Chez les Hutu du Nord-Ouest, lorsqu’au matin la suite de la fiancée était sur le point de partir, le nouveau mari leur lançait hostilement une pierre et un morceau de bois. Puis il se précipitait dans la hutte pour forcer l’épouse à la copulation, et elle devait à nouveau s’en défendre énergiquement.

L’époux destinait un cadeau à ses beaux-parents pour les remercier en cas où leur fille était trouvée vierge. Par contre, si la jeune femme ne l’était pas, le mari leur envoyait, en signe de protestation, une cruche vide où était plongé un chalumeau pour dire que la femme n’avait plus le contenu auquel il s’attendait. On se méfiait d’elle désormais, car « là où une chèvre a ravagé les récoltes, elle y revient ». Pour signifier que ses petites lèvres n’étaient pas correctement allongées, on envoyait une cruche de bière dans laquelle on a déposé un tesson de calebasse.

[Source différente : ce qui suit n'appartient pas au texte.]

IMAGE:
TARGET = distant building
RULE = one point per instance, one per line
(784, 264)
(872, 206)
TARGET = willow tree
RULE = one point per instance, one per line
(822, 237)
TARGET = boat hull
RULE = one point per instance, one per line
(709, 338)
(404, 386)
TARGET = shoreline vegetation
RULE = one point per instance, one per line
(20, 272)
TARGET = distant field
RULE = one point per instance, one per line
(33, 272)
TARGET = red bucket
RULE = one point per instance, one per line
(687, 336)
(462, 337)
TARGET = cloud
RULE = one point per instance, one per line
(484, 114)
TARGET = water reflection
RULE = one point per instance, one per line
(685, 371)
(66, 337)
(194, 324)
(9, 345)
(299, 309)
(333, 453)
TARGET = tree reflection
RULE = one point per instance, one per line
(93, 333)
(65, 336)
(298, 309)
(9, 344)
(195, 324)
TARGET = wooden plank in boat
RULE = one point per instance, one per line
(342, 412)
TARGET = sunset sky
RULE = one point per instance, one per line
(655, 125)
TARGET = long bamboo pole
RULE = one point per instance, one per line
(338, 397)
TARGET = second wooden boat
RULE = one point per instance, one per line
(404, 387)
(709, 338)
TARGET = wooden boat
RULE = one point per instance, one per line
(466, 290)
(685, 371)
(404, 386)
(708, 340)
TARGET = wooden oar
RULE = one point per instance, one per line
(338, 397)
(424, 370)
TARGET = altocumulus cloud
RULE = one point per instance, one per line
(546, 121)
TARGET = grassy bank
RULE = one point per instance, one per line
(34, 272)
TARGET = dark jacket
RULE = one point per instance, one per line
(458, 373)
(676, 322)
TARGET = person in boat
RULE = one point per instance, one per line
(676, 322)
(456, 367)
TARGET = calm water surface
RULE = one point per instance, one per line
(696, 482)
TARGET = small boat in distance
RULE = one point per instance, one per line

Au cas où l’époux s’est révélé impuissant, la femme envoyait à ses parents le message suivant : ‘je me suis trouvé ici avec une autre fille« . Mais la prudence commandait d’attendre avant de décider une séparation : entre temps, un problème passager dû à l’inexpérience, à la peur ou à la fatigue pouvait trouver sa solution…

 Réclusion et rites post-nuptiaux

Pendant un temps très variable selon la richesse de la famille et ses besoins en main -d’oeuvre, le couple vivait isolé dans une hutte de la résidence du père du mari.

« Selon une antique coutume et les usages des gens bien élevés (et les Rwandais se veulent tous être bien élevés), une jeune mariée suit un statut spécial durant un temps plus ou moins déterminé : c’est le statut des hôtes. Elle est comme une hôtesse, entourée des soins et de la sympathie de la famille, encore bien plus que n’importe quel autre hôte ».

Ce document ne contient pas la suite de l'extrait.